Why do I keep dumping on poor Atheist Missionary? Is it because I have a curious, morbid fascination in an intelligent denizen of western civilization defending his prejudices in a painfully ad hoc manner? In part, perhaps. But that’s not the whole story. The real lesson here is that we all attempt to justify our prejudices from time to time, and there is something to be learned for us all by examining one case.
It all began, you’ll remember, with The Atheist Missionary asking me whether I’d teach my child that a dead man rose again. I asked him whether he would teach his child that a unique, unrepeatable event in the past had occurred. With self-righteous indignation he replied: “No!” Unfortunately this excluded him teaching his children the Big Bang. And so it went, point by point he would fine-tune his principles (or invent new ones) to justify his determination to communicate his own prejudices to his children, always under the rubric of “free thought” of course.
After he noted his willingness to defer to the majority opinion of experts in a given field on whether a unique, unrepeatable event had occurred in the past, I asked whether he would do this in the case of New Testament scholars if they had a majority opinion on the historicity of the resurrection. Of course he said “no!” because he’s a free thinker.

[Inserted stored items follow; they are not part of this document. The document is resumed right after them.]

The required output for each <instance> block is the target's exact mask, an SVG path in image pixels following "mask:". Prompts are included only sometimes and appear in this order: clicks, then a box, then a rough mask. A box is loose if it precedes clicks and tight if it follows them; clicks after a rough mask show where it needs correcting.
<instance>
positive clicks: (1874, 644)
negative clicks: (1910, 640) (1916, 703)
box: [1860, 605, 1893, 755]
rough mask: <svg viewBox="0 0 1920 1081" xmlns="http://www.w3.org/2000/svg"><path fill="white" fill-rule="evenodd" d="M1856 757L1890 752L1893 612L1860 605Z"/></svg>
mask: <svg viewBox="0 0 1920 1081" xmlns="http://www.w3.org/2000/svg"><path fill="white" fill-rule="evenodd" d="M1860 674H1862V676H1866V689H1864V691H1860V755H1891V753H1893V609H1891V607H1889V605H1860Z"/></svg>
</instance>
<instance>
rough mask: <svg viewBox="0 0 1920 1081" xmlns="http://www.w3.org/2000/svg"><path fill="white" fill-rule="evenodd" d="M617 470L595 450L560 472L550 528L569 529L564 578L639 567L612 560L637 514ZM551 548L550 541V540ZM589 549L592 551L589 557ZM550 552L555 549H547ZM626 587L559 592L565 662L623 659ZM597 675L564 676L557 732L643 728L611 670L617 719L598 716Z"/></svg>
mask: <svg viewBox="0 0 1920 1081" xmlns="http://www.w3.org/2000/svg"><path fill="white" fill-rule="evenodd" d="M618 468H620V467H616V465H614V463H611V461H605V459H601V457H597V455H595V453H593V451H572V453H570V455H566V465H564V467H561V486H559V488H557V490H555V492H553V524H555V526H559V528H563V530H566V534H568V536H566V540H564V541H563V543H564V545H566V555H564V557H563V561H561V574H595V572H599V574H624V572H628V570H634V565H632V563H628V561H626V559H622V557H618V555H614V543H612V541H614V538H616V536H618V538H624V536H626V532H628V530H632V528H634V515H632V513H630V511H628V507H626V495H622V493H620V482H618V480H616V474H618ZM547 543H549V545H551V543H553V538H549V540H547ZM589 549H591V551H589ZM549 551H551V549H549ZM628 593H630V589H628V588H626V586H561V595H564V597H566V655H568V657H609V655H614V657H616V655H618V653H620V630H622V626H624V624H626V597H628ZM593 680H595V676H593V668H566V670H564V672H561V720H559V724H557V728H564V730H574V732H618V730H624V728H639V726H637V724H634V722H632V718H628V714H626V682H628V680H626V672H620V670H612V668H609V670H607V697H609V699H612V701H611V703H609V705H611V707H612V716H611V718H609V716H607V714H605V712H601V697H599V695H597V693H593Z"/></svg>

And what justified this response?
TAM explained:
The reason, as Bart Ehrman described in his 2006 debate with Bill Craig*, is that most New Testament scholars are “theologically committed to the text”. Most are employed by conservative Christian institutions who would deliver a pink slip in response to common sense thinking such as that presented by Ehrman.
Ahh, so now the principle gets qualified once again. I take it that “theologically committed to the text” is another way of saying “has a vested interest in the outcome of research”. And this is a ground to exclude the majority opinion of a field of experts?
Um, news flash for TAM: if that’s the new criterion then he can dismiss the consensus of the field of Holocaust historians because they are committed to a particular broad view of the Holocaust and a departure from that narrative would imperil their teaching positions.
It would also allow him to dismiss the consensus in the field of evolutionary biology. Don’t believe me? Well TAM, the next time you’re being interviewed for the position “Lecturer in Biology” at a public university try slipping in the words “intelligent design” into the interview and see what happens.
What do you think would happen to an economist at the University of Chicago’s School of Economics who repudiated the gospel of deregulation? Fast track to tenure … or termination?
And if you’re a climatologist why not start arguing that the burning of fossil fuels has no part in climate change? Sure you might be put on the payroll of Exxon, but what about that cherished university posting?
Imagine if we started dismissing the consensus or majority opinions of experts in the fields of history, or biology, or ecomics or climatology simply because of the presence of a regulative orthodoxy within the field. You’d have no experts left!
Let me guess: TAM only applies this restrictive criterion when he discerns that the regulative orthodoxy is one tied to theological opinions.
As the Church Lady (of SNL fame) used to say: “How convenient.”